FVG nuovamente caso nazionale, su Piazzapulita, dal corteo dei casapoundisti alla "caccia" ai migranti, alla "caccia" alla libertà




Raccontare il '900 è difficile. Ci vorrebbe un secolo per raccontare un secolo intero, o meglio il secolo breve. Forse il più complesso di sempre. Ma non abbiamo questo tempo. Un secolo, il '900, il più turbolento e violento dell'intera storia dell'umanità, quello che ha procurato più morti, distruzione, dolore e sofferenze su scala globale. Dittature in ogni dimensione, spazio.
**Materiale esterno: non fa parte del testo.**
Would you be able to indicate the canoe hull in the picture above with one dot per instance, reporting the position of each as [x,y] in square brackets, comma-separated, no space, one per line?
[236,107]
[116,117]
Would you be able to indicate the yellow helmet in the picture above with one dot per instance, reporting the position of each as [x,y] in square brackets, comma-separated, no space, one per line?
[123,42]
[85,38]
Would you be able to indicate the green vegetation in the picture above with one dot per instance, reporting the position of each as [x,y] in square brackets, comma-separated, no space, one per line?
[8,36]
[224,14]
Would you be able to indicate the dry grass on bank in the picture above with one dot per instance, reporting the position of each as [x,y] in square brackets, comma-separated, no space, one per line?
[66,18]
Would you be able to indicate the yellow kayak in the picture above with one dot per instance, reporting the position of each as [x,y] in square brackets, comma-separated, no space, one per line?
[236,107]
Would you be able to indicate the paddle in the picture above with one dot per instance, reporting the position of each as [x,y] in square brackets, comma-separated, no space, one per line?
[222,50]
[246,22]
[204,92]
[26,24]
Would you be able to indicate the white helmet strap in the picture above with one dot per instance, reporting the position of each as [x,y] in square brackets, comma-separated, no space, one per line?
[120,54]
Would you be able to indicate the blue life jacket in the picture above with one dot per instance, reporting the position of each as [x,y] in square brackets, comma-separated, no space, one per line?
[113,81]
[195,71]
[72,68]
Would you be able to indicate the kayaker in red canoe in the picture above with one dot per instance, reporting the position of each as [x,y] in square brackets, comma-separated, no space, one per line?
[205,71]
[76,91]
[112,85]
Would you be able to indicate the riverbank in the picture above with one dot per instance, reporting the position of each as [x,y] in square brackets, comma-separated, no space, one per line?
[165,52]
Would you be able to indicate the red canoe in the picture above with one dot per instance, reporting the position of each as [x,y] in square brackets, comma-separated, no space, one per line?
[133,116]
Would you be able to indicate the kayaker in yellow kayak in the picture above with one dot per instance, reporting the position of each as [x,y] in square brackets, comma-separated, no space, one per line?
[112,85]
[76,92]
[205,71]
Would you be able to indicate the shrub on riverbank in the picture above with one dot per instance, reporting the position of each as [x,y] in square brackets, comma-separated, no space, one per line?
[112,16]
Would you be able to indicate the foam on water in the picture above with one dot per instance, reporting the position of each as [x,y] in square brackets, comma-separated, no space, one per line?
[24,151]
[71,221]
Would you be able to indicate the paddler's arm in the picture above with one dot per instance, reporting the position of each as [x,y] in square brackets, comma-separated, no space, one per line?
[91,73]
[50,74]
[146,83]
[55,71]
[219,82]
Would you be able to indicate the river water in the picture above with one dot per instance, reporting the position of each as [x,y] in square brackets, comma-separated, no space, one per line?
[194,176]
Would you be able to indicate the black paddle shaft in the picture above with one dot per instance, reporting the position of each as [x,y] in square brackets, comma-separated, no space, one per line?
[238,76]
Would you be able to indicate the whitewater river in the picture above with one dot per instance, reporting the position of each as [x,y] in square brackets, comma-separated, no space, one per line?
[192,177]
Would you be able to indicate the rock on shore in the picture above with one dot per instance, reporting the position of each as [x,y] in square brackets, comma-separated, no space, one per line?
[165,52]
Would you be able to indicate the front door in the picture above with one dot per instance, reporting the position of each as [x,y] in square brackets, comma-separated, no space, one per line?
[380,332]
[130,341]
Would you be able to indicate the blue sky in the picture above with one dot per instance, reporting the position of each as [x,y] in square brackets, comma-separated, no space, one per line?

Ma è stato anche il secolo del riscatto, delle varie forme di resistenza, di ordini sociali avversi che si son contrapposti. Non abbiamo il tempo di raccontarlo a dovere, ma stiamo facendo i conti con ciò che è sopravvissuto a quel tempo. Ai fascismi di ieri, con i colori e le modalità del ventunesimo secolo. Come il corteo del 3 novembre di Trieste, in modo vergognoso autorizzato, e che ha visto, comunque una risposta di Trieste con 10mila manifestanti. Come non si vedeva da decenni. Su Piazzapulita è emersa tutta l'inquietudine che quel corteo ha rappresentato, immagine inquietante per la Trieste che sperava di lasciarsi il secolo breve alle spalle. Ma quel secolo breve è qui, nuovamente. O meglio, cerca di recuperare spazi e dimensioni. Viviamo in una società disastrata, scuole in stato pietoso, sanità in stato disastrato, il lavoro finito su chi l'ha visto, ed uno stato non in grado di affrontare e risolvere i suoi problemi, deve andare alla caccia delle streghe.
E le streghe di oggi sono i migranti. Contro cui scaricare tutto l'odio sociale e le colpe delle nostre colpe e responsabilità. Ed in FVG è emersa una sorta di caccia al migrante, come denunciato su Piazzapulita. Da respingimenti in stile effetto domino che partono dall'Italia e finiscono in Bosnia, dove la situazione è esplosiva.  Quando dalla Francia vennero i migranti spediti in Italia come pacchi, ribellione del popolo inferocito. Quando dall'Italia li rispediamo come pacchi in Bosnia, tramite Slovenia e Croazia. Silenzio. Tutto regolare. Tra smentite e altro, dopo l' inchiesta del Piccolo che portò alla luce questo fatto calò il silenzio. Ma Dopo quello che è emerso a Piazzapulita qualcuno una domanda se la farà?  Mancano solo le ronde per la caccia ai migranti in una regione militarizzata, che vorrebbe diventare fortezza nella grande fortezza europea, in quelle contraddizioni enormi che connotano una democrazia oramai in affanno. E tutto ciò è estremamente pericoloso. Ma anche caccia (nel senso di ricerca) alla libertà, da parte di chi non ha più nulla da perdere e tutto da conquistare, a partire da quella felicità, che nessun confine e frontiera potrà mai negare fino a quando si crederà ancora nei valori dei diritti umani, nonostante tutto.